Métral Jean : la Gauche (18° siècle).
Nier Maréchal Claude et François : Bravet (18° siècle).
Mossuz François : Lonchet.
Nier-Maréchal Joseph: Le Tieu.
Pelloux Claude et André, père et fils : Mimi (19 siècle).
Pelloux Claude : Tetollet (1643).
Pelloux Claudine : la Titolette (1650).
Pelloux Perrine : la Perrotina, certainement depuis son mariage, en 1720 avec Perroton Joseph.
Peney Henri : Pirollet.
Périllat François : Zy (Fin 19° siècle).
Périillat Jacques : Gata (1800).
Périllat Joseph : Topret (17° siècle). Ses enfants étaient tous surnommés Gros.
Périllat Joseph : l'Avocat (1700), Navet ( 1700), Nouza (1800), Canard (1830).
Primborgne François : Ravoire (1771).
Primborgne : Boiteux à Quinquin.
Tissot Claude : Garin (1620), Panon (milieu 17° siècle).
Tissot Nicolas : Jaquet (1675).
Vial François : Perrillaton (1750). Périllat, était le patronyme de sa mère.
Vulliet Claude : La Marche (1640). Originaire de Saint Pierre de Curtille.

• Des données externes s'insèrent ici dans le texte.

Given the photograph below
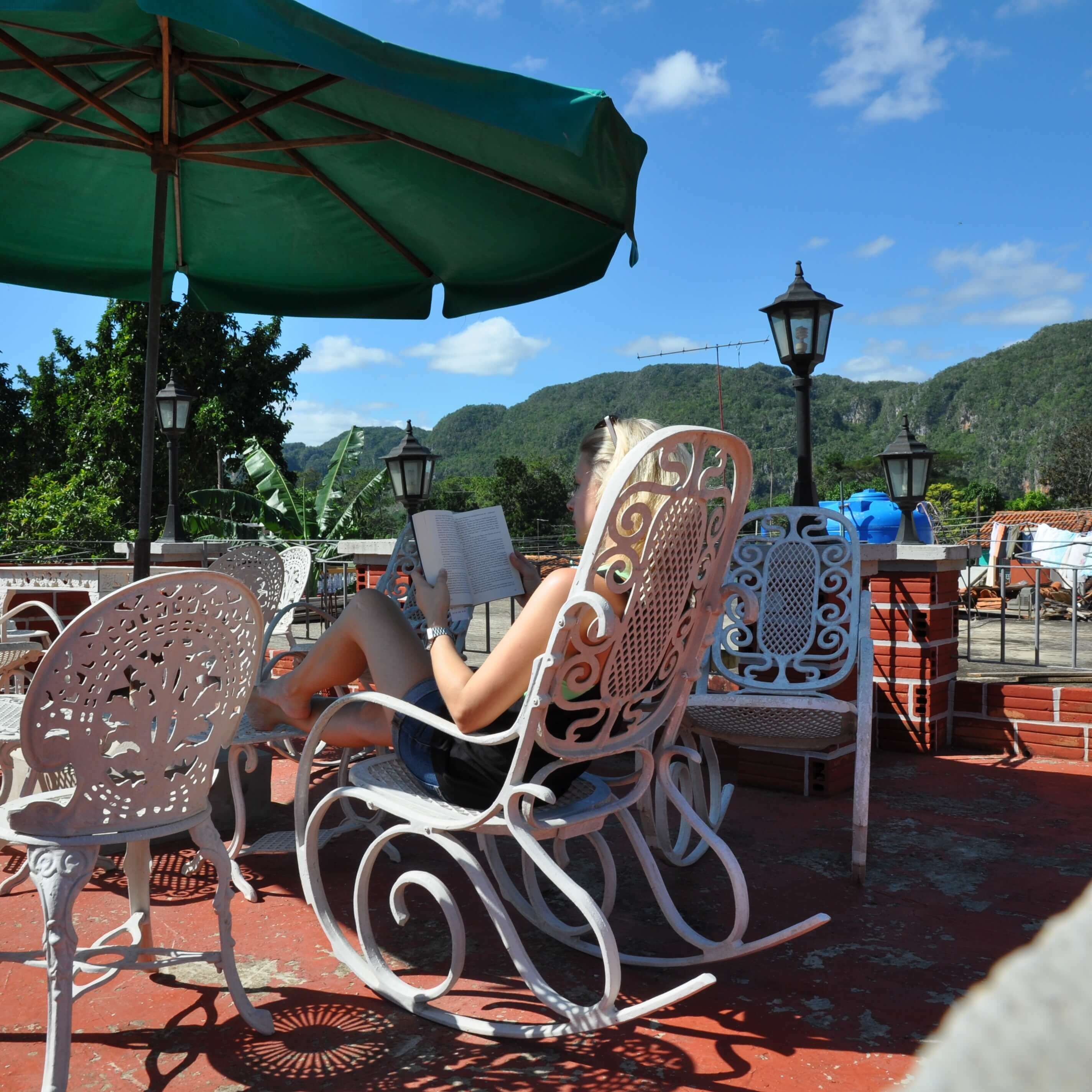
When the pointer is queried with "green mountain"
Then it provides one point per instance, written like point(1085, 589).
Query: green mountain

Lorsque plusieurs enfants d'une famille possèdaient le même prénom, ce qui était fréquent, on ajoutait : l'Aisné(e), le Puisné(e), le Cadet(te), le Jeune, le Vieux...

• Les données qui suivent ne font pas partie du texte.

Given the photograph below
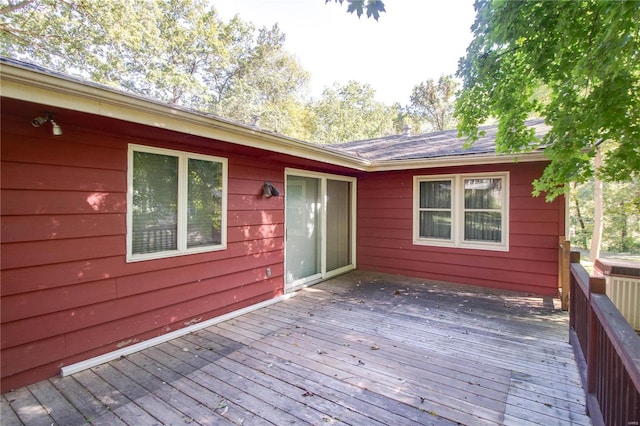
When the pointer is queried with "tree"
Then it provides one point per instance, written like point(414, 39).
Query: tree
point(586, 55)
point(350, 112)
point(174, 51)
point(434, 102)
point(373, 7)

Le recensement effectué en 1561, pour la gabelle (impôt indirect sur le sel) précise quelques sobriquets :

Rollet famellot (Famel) le Jeune est probablement le frère de Rollet famellou l'Aisné.
François famellou est dit Gentil, Claude famellou Putri.
Claude Pelloux est surnommé Petet, Claude Caddoz : le Conte, Pierre Caddoz : Cudrier.
Quatre familles Coulavin portent le sobriquet : Dalve.
François Naly est dénommé de Chambou.

Nous lisons également Jean Mestral le Jeune ou le Boiteux, Jehan Jaloux le Jeune ou, en patois le Joyne ou l'Aisné.
Aujourd'hui, quelques familles portent encore, accolés à leurs patronymes, les sobriquets donnés autrefois à leurs ancêtres. Jadis, on appelait chacun par un surnom, à tel point qu'on en oubliait parfois le véritable nom.
Les familles nombreuses étant rares à notre époque, il n'est plus besoin de surnoms pour différencier les branches. Une explication possible de la disparition des sobriquets pourrait être également la baisse de l'humour des uns et la susceptibilité des autres.